Menstruation is still seen as a “taboo” topic. How do we get people to recognize this as a need?

We need to keep sharing information. We need to ask people if they need help with these matters. Very few are likely to say, “Hey, I know you wanted to bring me a meal, but I really need tampons!” They just won’t. We need to keep working to elevate girls and women, especially those affected by poverty, neglect, abuse, and violence. We need to always educate! 

Where do the products you collect go?

The ever-growing list includes the Rescue Mission shelters, Salvation Army shelters, Vera House, MOPS in SCSD, The Boys and Girls Club, local high schools, food pantries and individual persons in need.
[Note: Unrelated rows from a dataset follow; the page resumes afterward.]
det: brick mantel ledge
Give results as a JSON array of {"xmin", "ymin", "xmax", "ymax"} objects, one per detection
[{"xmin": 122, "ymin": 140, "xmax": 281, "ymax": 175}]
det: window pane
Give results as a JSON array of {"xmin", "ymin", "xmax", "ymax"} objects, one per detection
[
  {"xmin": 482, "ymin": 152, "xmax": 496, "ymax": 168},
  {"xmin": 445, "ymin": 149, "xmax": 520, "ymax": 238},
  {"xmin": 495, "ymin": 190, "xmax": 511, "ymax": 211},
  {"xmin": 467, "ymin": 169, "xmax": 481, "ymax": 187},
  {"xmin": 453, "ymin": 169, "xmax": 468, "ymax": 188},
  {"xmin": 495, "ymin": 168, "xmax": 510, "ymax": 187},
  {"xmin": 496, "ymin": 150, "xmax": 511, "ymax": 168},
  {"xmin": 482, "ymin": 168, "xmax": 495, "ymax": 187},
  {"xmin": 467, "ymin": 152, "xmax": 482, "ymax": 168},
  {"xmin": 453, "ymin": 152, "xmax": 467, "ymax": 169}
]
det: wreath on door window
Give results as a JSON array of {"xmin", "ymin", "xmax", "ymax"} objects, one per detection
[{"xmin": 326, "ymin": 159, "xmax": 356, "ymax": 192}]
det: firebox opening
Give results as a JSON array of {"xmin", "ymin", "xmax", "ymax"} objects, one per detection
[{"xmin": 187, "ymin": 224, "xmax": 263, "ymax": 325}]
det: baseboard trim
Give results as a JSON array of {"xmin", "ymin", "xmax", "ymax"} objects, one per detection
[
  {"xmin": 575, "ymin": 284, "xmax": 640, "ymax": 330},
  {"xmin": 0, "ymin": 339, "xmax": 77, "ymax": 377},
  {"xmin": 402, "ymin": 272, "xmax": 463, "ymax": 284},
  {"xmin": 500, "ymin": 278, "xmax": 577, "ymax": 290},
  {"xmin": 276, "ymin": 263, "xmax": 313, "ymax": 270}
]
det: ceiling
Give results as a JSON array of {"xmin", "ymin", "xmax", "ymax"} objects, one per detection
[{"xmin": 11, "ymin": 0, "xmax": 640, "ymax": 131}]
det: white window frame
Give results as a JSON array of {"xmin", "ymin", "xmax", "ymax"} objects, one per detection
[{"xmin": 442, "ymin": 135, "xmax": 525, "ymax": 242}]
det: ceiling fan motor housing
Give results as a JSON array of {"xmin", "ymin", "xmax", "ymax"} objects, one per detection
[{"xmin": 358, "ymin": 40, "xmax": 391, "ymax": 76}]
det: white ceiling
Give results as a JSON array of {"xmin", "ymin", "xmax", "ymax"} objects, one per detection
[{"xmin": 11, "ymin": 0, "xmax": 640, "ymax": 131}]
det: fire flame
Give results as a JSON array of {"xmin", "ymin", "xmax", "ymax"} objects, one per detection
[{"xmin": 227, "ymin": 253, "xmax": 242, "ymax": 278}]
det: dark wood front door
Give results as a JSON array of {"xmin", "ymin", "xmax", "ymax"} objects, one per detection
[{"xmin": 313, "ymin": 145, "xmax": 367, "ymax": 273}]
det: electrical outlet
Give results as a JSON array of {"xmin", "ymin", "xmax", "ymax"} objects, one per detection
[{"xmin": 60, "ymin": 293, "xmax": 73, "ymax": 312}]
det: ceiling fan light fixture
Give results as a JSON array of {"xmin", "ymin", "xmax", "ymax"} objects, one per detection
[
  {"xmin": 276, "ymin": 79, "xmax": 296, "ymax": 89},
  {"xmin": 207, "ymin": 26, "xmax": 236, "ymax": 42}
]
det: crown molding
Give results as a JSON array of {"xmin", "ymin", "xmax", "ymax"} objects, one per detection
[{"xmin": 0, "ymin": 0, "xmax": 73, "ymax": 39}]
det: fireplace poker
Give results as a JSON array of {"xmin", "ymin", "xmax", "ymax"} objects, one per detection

I am hoping to make contact with The Refugee Center and am getting ideas floated to me weekly.

How can people help?

Collect and donate! Like our FB page I Support the Girls-New York, check us out at local events or host one yourself. Have Book Club all bring a donation. Spring clean for ISTG, work with a local group to educate and collect for us. This has just begun for CNY, and we are really excited to see where we can take it.